The world is moving towards more sustainable and green platforms of energy resources, with a global consensus emerging on the need for clean energy as an urgent response to global warming. In keeping with these objectives, India too has set ambitious green energy goals that look to cut back on its emissions. India was the third largest emitter of carbon dioxide by volume in 2020, although its per capita emissions were lower than the world average, according to the UN’s Emissions Gap Report.
In the 26th Conference of Parties (COP26) climate meeting in Glasgow, India pledged to renewable resources that would cater to 50% of India’s energy needs, and reduce carbon emissions by achieving net-zero by 2070. However, a year has passed since those proclamations, and India has fallen short of achieving its 2022 target of 175GW Renewable Energy (RE) capacity by 118GW. On the other hand, India’s non-fossil fuel capacity has grown over the last five years. With technological reforms on their way to address climate change, India needs to focus on new mobility solutions, cultivation of non-fossil power sources, and industrial green hydrogen.
Here are some of the ways in which India can achieve its sweeping ambitions for a sustainable future.
- Electric Vehicles (EVs)
Some major reforms have been instituted when it comes to mobility. India is the fifth largest car market in the world, with more than 40 crore customers seeking mobility solutions. This makes a move to electric mobility a massive lever for going green, and could play a key role in decarbonizing the transportation sector.
EVs will greatly minimize carbon emissions per vehicle in keeping with the Paris Agreement. India’s EV space too has gained momentum in recent years, with an upside to this switch being a potential cutback on India’s crude oil imports worth approximately $100 billion. EVs will help accommodate higher renewable energy penetration without much hindrance to stable grid operation.
- Subsidies for battery storage tech
Indian government focuses on giving any sector an impetus through implementing varied subsidies. International Institute for Sustainable Development (IISD) and the Council on Energy, Environment, and Water (CEEW) examined that India peaked at its RE subsidies in 2017, but has since then fallen every year until 2021. RE subsidies had declined by 35%, whereas Fossil Fuel subsidies increased by 65%.
“RE subsidies have increased three-fold between FY 2014 and FY 2019 – from INR 3,224 crore to INR 9,930 crore.
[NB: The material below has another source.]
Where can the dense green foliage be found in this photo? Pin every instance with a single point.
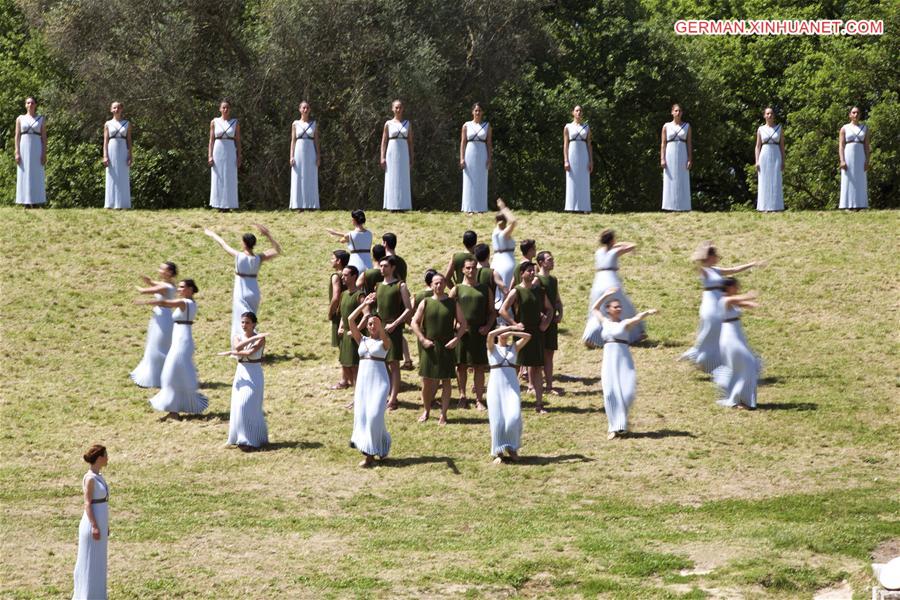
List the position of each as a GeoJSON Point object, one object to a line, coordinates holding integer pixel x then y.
{"type": "Point", "coordinates": [171, 61]}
In FY 2019, subsidies for EVs increased over 400 times to INR 1673 crore from INR 3.8 crore in FY 2014”, said the assessment.
Hence, the government can look to make some changes in existing policies and provide appropriate grants to initiate processes that will help create a greener India.
- Green Hydrogen
Hydrogen is the most abundant element known to humankind and can be used as an energy source by chemically extracting brown and grey gas to make it Green Hydrogen. The technology remains yet to become a commercially viable option in the public market, but this is set to change. Companies and governments are now considering hydrogen as an important part of their carbon neutrality goals. Recently Reliance Industries offered a ringing endorsement of this clean next-gen fuel with plans to invest $75 billion in renewables infrastructure, which could make India a clean-hydrogen juggernaut.
Indian Oil Corp too, has been exploring green energy as part of its fuel expansion initiatives. The aim is to avoid building new power plants and instead use clean electricity from the grid to fuel capacity expansion. These plans have been approved, which will help in the decarbonisation of the manufacturing system.
- Better infrastructure for transmission and distribution
Infrastructure can be one of the biggest enablers for India to move towards a greener energy-based system. Pipelines, trucks, and compressors are required to build a dedicated hydrogen pipeline network that would connect renewable-rich industrial regions across India. As Hydrogen is known to be a light gas, it can easily leak. This necessitates the creation of suitable supporting infrastructure and devices for its production. Pipeline materials like Fibre Reinforced Polymer (FRP) need to be pursued for improving storage facilities.
- Modern Bioenergy
India has been the biggest biomass producer across the globe at about an estimated 750 million metric tonnes per year. As per a study by the Ministry of New and Renewable Energy (MNRE), India has a surplus of biomass availability at about 230 million metric tonnes per annum. This can potentially cover agricultural residues of about 28GW.
Biomass is a widely available, renewable resource that is carbon-neutral and can be a robust energy source, besides creating greater employment opportunities. Around 32% of the total primary energy used in the country is derived from biomass, and more than 70% of the country’s population depends on it. As of October 2022, a total capacity of 10205.61MW has been installed in Biomass Power and Cogeneration Sector. Along with this, several biogas plants have been installed to promote and facilitate the cause. The annual saving costs round up to about 787 Lakhs (INR) across 163 plants.
As a valuable energy resource, administrative approvals must be given to the implementation of Biomass Programs under the National Bioenergy Programme.
India is on a high road to compete with other countries in terms of energy resources, but with the correct measures and implementations, it could be catalysed further still to build a better future for the coming generations. While the road ahead is a challenging one, the close co-operation of the private and public sectors can result in impactful measures being taken to combat climate change, and achieve net-zero targets by 2070.